Mesmo conhecendo bem as agruras da cultura no país, Cláudia é comedida nas críticas ao governo Bolsonaro. É mais fácil fazê-la falar sobre posições sexuais do que de política, assunto do qual se esquiva desde 1989. Naquele ano, a atriz fez campanha para o então amigo e candidato Fernando Collor de Melo e foi criticada pela maioria de seus colegas, efusivos apoiadores de Lula.
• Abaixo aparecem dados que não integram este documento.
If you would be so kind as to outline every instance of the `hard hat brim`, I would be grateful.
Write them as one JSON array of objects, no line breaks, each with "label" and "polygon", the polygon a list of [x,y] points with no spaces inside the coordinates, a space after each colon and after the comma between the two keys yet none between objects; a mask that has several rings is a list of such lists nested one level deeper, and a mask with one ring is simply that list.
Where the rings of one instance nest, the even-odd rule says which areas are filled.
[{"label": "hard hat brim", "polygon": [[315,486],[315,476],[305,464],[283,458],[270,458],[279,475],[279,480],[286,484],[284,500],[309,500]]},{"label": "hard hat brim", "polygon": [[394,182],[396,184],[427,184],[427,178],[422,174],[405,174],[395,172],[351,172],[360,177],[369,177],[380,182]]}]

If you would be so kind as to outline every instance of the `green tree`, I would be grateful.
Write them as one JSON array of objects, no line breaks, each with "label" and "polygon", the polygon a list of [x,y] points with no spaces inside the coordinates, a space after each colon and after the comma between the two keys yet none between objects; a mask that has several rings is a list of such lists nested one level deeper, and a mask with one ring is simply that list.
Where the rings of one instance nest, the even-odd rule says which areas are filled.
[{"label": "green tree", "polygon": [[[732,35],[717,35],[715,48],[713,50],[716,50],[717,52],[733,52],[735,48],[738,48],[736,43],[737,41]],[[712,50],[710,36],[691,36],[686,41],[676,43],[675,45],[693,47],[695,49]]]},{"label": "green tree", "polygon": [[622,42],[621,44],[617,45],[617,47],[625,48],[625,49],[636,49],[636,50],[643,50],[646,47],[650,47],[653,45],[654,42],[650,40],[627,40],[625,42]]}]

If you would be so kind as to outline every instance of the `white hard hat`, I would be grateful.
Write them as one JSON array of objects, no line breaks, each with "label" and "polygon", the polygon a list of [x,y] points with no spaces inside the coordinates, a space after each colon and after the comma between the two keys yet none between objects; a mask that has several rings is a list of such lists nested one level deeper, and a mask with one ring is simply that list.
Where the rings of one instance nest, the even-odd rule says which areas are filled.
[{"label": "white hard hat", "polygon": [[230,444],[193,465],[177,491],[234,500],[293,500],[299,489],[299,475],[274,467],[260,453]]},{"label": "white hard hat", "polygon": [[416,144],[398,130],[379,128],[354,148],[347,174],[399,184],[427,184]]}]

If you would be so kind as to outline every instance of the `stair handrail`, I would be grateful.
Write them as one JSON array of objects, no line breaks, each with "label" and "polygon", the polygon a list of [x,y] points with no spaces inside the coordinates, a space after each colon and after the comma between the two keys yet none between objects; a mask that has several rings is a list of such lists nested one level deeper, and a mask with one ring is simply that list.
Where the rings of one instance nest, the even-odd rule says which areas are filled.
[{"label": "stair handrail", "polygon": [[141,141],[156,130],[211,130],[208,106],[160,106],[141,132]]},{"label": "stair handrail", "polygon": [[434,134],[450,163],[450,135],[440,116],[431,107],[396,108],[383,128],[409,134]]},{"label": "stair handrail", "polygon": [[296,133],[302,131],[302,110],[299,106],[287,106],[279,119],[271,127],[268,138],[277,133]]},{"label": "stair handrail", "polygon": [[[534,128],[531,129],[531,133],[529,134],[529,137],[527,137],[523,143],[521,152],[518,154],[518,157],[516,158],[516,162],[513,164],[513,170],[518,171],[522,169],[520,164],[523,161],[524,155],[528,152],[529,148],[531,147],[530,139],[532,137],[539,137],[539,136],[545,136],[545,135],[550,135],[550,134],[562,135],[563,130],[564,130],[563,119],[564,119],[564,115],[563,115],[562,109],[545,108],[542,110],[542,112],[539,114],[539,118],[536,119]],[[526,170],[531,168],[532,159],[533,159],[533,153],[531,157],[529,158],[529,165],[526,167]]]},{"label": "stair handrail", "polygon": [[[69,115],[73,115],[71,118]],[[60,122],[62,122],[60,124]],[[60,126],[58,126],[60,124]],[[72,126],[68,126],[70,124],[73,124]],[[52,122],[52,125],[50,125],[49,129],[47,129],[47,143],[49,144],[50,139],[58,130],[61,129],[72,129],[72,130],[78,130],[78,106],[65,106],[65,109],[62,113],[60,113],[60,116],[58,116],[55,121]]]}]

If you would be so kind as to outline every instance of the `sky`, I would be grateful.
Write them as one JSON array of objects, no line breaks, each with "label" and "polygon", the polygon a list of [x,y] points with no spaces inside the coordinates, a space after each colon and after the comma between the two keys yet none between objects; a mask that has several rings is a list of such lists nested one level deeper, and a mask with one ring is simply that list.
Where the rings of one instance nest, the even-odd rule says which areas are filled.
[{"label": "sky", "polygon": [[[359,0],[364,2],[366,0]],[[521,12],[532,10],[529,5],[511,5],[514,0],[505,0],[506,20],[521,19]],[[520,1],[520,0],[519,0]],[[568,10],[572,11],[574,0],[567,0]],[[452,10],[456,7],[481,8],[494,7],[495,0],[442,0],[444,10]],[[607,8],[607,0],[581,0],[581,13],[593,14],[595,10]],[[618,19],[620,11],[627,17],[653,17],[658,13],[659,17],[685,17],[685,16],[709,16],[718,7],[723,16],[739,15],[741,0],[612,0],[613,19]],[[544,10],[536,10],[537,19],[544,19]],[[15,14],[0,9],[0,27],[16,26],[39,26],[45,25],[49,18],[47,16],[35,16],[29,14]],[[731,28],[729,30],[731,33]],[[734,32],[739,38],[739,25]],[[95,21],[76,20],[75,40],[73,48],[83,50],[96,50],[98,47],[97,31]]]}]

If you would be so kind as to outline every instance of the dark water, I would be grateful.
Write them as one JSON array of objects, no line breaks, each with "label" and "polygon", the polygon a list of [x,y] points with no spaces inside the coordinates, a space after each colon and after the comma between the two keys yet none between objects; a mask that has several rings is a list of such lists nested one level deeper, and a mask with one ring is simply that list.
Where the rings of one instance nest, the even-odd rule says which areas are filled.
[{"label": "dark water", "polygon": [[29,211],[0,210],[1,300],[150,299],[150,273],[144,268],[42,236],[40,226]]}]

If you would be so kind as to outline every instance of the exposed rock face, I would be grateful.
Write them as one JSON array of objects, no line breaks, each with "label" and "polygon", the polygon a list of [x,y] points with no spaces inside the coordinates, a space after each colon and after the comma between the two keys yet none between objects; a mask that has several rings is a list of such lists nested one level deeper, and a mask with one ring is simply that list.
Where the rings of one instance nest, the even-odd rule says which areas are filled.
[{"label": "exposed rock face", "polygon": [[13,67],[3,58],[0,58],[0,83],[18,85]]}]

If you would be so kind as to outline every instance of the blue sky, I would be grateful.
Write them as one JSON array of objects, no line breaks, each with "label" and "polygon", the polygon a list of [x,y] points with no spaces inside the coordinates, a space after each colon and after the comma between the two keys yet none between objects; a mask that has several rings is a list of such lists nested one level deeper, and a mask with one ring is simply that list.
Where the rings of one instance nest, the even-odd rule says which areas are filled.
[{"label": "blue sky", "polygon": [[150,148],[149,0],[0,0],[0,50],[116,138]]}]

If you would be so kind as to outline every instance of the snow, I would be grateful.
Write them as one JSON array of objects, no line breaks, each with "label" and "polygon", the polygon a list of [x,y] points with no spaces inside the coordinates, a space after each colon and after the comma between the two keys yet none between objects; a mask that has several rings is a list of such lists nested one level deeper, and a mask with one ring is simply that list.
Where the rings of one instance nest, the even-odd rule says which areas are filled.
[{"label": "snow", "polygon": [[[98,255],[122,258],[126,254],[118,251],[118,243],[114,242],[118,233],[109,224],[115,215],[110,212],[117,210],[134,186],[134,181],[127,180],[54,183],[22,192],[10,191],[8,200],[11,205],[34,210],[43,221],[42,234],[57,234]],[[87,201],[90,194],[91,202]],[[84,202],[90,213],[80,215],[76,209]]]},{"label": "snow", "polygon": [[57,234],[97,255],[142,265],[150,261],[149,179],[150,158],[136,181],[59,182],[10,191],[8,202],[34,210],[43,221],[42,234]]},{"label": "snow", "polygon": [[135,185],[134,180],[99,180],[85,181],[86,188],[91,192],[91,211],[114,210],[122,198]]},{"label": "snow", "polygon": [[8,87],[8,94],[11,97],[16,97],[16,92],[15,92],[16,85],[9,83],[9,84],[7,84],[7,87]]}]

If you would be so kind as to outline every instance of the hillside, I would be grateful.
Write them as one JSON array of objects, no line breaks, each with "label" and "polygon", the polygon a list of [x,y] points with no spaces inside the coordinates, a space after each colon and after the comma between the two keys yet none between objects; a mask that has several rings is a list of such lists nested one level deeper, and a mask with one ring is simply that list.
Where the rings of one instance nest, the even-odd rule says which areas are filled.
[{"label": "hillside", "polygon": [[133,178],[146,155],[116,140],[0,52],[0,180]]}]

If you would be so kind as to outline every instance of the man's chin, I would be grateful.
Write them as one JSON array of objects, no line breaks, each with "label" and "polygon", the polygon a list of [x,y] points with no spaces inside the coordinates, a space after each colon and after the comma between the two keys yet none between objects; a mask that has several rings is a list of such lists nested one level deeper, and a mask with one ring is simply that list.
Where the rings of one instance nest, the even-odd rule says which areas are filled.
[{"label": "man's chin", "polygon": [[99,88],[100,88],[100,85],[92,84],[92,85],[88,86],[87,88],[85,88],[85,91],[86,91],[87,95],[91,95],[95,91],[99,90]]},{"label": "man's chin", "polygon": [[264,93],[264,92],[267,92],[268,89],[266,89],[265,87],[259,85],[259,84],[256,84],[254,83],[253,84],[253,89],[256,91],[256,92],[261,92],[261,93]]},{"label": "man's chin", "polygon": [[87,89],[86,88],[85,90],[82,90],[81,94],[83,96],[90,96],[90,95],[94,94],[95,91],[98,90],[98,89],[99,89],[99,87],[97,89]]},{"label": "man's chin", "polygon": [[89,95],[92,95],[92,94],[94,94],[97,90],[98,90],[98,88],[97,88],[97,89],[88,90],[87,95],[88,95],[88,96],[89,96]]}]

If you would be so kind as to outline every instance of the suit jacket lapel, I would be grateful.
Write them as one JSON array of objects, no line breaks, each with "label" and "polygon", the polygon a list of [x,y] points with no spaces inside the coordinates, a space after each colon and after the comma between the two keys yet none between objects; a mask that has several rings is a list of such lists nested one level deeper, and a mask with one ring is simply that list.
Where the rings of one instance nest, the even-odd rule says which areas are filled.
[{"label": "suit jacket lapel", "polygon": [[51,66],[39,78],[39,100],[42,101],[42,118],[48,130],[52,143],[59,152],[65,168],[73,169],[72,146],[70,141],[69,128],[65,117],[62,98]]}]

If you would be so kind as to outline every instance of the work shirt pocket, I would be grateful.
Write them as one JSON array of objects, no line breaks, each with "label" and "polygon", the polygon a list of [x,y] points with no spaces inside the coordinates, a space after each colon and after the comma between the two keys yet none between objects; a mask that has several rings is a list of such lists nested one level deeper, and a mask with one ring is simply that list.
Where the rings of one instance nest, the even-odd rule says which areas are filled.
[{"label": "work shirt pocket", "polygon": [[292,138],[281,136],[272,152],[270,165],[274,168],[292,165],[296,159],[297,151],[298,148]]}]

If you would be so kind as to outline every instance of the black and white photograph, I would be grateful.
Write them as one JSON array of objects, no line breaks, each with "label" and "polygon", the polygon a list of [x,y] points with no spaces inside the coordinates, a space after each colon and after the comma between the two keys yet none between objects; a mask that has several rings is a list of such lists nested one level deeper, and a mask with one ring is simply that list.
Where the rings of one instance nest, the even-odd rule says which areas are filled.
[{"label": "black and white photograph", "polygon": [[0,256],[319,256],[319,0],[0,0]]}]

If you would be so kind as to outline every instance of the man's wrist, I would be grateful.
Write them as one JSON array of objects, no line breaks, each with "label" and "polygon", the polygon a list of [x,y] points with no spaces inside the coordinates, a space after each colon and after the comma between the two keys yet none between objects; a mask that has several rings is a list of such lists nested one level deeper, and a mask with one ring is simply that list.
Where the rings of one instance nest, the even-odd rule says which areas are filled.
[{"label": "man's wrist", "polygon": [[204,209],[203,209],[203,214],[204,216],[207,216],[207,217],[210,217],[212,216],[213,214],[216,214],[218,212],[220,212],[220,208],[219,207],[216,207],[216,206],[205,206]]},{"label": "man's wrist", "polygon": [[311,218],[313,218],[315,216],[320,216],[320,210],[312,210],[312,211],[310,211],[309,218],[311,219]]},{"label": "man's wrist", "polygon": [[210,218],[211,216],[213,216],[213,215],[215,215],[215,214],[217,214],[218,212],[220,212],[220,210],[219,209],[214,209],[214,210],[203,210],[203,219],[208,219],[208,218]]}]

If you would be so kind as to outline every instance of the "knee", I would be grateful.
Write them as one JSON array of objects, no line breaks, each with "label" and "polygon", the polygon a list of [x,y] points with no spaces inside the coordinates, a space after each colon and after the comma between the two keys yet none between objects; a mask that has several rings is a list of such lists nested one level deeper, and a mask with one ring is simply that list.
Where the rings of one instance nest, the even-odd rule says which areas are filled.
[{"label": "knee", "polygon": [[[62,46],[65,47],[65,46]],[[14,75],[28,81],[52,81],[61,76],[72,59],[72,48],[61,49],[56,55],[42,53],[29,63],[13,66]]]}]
Boatos de que seria amante de Collor também a traumatizaram: “Nem tenho mais conhecimento dessa gente”, limita-se a comentar. O assunto voltou à tona há alguns meses, numa espécie de blague, quando Lidiane, sua personagem em “Verão 90”, disse ter votado em Collor porque ele era “bonitão”, mas se arrependido depois do congelamento da poupança.

 

A cena foi dirigida pelo melhor amigo de Cláudia, o diretor Jorge Fernando, cuja morte, na semana passada, a deixou “devastada”. “Para estar aqui, precisei me levantar das trevas”, confessa a atriz, logo depois da sessão de fotos. Ainda assim, Cláudia parece preferir rir da própria dor à emburacar nela. “Se aos 52 sou assim, acelerada, imagina aos 18? Misericórdia, nem eu mesma me aguentava”, brinca. “Eu não andava, quicava. Casei na Candelária, né , amor?, com um esplendor que nem cabia no carro!

E com o Alexandre Frota, o que resume tudo. Imagina quem eu era?”, pergunta, às gargalhadas. A seguir, um pouco da mulher divertida que ela se tornou aos 50 e tantos.

 

Pequinês empolgado

“Minha idade não dita minhas regras do vestir. Temos que olhar para a moda e ver como ela nos favorece, e não ser escravas dela. Tenho que usar o que fica bem em mim. Ah, é um look repetitivo? Tudo bem, dane-se. Não vou colocar certas roupas só porque estão na moda. Eu cago e ando para regras, não existe isso para mim. Claro que o seu corpo vai mudando, e você vai se adaptando às mudanças. Se a idade me ditasse regras, seria complicado, porque eu tenho 14 anos mentais ( risos ). Pareço um cachorro pequinês, vibro mais que a Sofia ( sua filha de 16 ) com várias coisas.”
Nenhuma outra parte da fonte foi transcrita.